There’s one more announcement from DRUPA (the 2012 edition of the International Trade Fair for prepress, premedia, printing, book binding, print finishing and paper converting held May 3 – 16, 2012) that I want to feature here, especially since it’s nanotechnology-related.  From the May 17, 2012 news item on Nanowerk,

Landa Corporation announced the details of its groundbreaking Landa Nanographic Printing™ Presses that are set to transform mainstream commercial, packaging and publishing markets. With output speeds comparable to offset presses and employing NanoInk™ colorants that create unprecedented image qualities, the Landa Nanographic Printing™ Press portfolio is set to fundamentally change printing as we know it.

Landa Founder, Chairman and CEO Benny Landa says, “Nanography™ is a new technology for applying ink to paper. In developing Landa Nanographic Printing we had to re-think and reinvent the printing press. The result is digital printing with remarkable performance – from a family of presses that share stunning ergonomic design, a small footprint and some of the most advanced user functionality available in the market.”
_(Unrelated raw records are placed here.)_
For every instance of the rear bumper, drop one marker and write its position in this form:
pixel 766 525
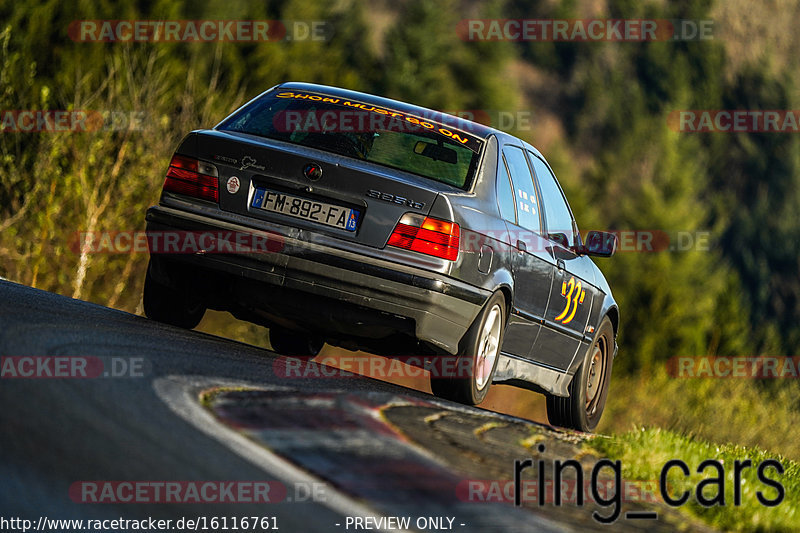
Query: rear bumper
pixel 297 271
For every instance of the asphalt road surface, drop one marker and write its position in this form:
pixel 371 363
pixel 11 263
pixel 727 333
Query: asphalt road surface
pixel 187 427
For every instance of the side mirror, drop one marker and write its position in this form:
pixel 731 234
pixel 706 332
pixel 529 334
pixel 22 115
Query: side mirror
pixel 600 244
pixel 560 239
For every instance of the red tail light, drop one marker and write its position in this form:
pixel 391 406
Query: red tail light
pixel 193 178
pixel 426 235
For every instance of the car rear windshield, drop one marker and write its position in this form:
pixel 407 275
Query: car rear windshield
pixel 362 131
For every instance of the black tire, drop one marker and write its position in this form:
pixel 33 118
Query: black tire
pixel 478 353
pixel 589 388
pixel 287 342
pixel 170 306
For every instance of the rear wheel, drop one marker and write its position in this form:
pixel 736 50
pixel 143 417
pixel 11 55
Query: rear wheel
pixel 170 306
pixel 287 342
pixel 478 354
pixel 589 388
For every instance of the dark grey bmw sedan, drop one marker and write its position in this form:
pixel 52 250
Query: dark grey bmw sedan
pixel 329 215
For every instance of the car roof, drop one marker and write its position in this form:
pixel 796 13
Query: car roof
pixel 475 128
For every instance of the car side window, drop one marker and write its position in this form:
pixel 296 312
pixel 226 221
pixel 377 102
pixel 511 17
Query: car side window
pixel 505 193
pixel 525 197
pixel 558 217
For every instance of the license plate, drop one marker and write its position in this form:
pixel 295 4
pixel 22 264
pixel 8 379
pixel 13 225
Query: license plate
pixel 299 207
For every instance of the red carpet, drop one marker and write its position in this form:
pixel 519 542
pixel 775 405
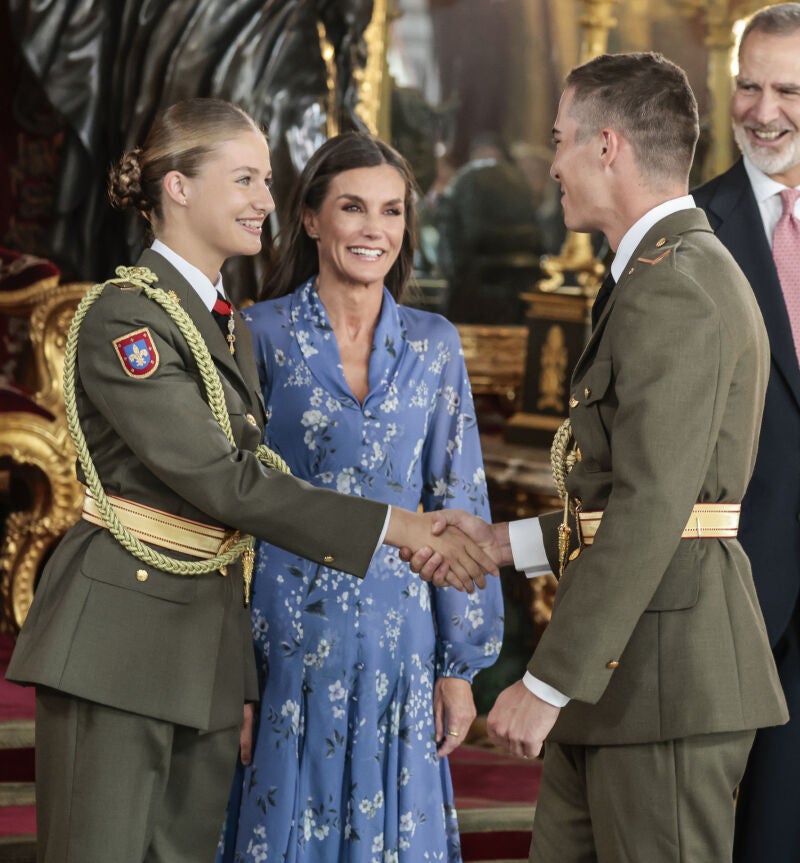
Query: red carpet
pixel 16 765
pixel 482 778
pixel 16 702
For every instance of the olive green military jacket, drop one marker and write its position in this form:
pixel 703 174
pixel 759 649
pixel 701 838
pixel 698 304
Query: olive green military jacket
pixel 172 647
pixel 655 637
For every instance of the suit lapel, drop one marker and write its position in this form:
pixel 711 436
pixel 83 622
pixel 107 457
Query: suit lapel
pixel 170 280
pixel 736 219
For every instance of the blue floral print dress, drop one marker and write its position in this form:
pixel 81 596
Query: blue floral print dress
pixel 345 767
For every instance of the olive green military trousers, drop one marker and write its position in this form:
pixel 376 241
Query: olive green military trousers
pixel 668 802
pixel 115 786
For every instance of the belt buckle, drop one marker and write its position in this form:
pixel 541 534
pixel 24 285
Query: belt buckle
pixel 227 543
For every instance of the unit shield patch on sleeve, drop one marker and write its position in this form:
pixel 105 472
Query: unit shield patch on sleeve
pixel 137 353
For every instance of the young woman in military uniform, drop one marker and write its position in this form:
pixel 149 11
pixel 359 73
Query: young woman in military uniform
pixel 138 639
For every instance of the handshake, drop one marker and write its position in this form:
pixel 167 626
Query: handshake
pixel 450 546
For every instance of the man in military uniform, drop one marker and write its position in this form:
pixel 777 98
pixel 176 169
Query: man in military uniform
pixel 655 668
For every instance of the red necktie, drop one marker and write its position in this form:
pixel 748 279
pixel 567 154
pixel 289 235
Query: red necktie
pixel 222 306
pixel 786 251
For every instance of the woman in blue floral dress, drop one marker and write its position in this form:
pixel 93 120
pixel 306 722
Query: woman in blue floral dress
pixel 365 684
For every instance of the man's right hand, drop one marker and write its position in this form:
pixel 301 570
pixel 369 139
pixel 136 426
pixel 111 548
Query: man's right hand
pixel 492 538
pixel 460 561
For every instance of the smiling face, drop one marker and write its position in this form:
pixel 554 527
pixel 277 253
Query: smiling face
pixel 359 226
pixel 766 104
pixel 577 167
pixel 228 201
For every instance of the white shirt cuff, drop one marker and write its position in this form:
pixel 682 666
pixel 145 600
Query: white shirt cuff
pixel 385 528
pixel 527 547
pixel 544 690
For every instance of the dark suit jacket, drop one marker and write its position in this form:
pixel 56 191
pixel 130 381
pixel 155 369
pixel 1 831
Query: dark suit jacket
pixel 172 647
pixel 770 529
pixel 655 637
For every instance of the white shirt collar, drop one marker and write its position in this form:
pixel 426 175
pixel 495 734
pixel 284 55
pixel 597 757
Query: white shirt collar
pixel 764 186
pixel 634 235
pixel 205 289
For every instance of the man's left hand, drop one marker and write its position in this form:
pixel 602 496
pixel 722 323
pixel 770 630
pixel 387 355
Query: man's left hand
pixel 520 721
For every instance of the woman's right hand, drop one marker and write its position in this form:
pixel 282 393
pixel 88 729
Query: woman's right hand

There is very little technical detail which is typical of Landa’s approach. As I recall from my days working for a competitor, Indigo, Landa’s last printing company, sold presses built on proprietary software. Any printer who purchased Indigo products was locked into the ‘Indigo world’ as there was no possibility of mixing and matching products from other manufacturers.

On that note, I notice this reference to a propriety ink in Landa’s latest product announcement (May 17, 2012 news item),

At the heart of the Nanographic Printing™ process are Landa NanoInk™ colorants. Comprised of pigment particles only tens of nanometres in size (1 nanometer is about 100,000 times thinner than a human hair), these nano-pigments are extremely powerful absorbers of light and enable unprecedented image qualities. Landa Nanographic Printing is characterised by ultra-sharp dots of extremely high uniformity, high gloss fidelity and the broadest colour gamut of any four-colour printing process.

Nanographic Printing begins with the ejection of billions of microscopic droplets of water-based Landa NanoInk onto a heated blanket conveyor belt. Each droplet of aqueous NanoInk lands at a precise location on the belt, creating the colour image. As the water evaporates, the ink becomes an ultra-thin dry polymeric film, less than half the thickness of offset images.

The resulting image is then transferred to any kind of ordinary paper, coated or uncoated, or onto any plastic packaging film – without requiring pre-treatment. The NanoInk film image instantaneously bonds to the surface, forming a tough, abrasion-resistant laminated layer without leaving any residual ink on the blanket.

Since NanoInk images are already dry, there is no need for post drying. Two-sided printing becomes simple and printed goods can be immediately handled, right off the press, even in the most aggressive finishing equipment.

Given that the printing industry is not experiencing growth these days, it’ll be interesting to see if this ‘nano’ approach is going to work. My last posting about the 2012 DRUPA focused on 3-D printing and paper loudspeakers (May 4, 2012).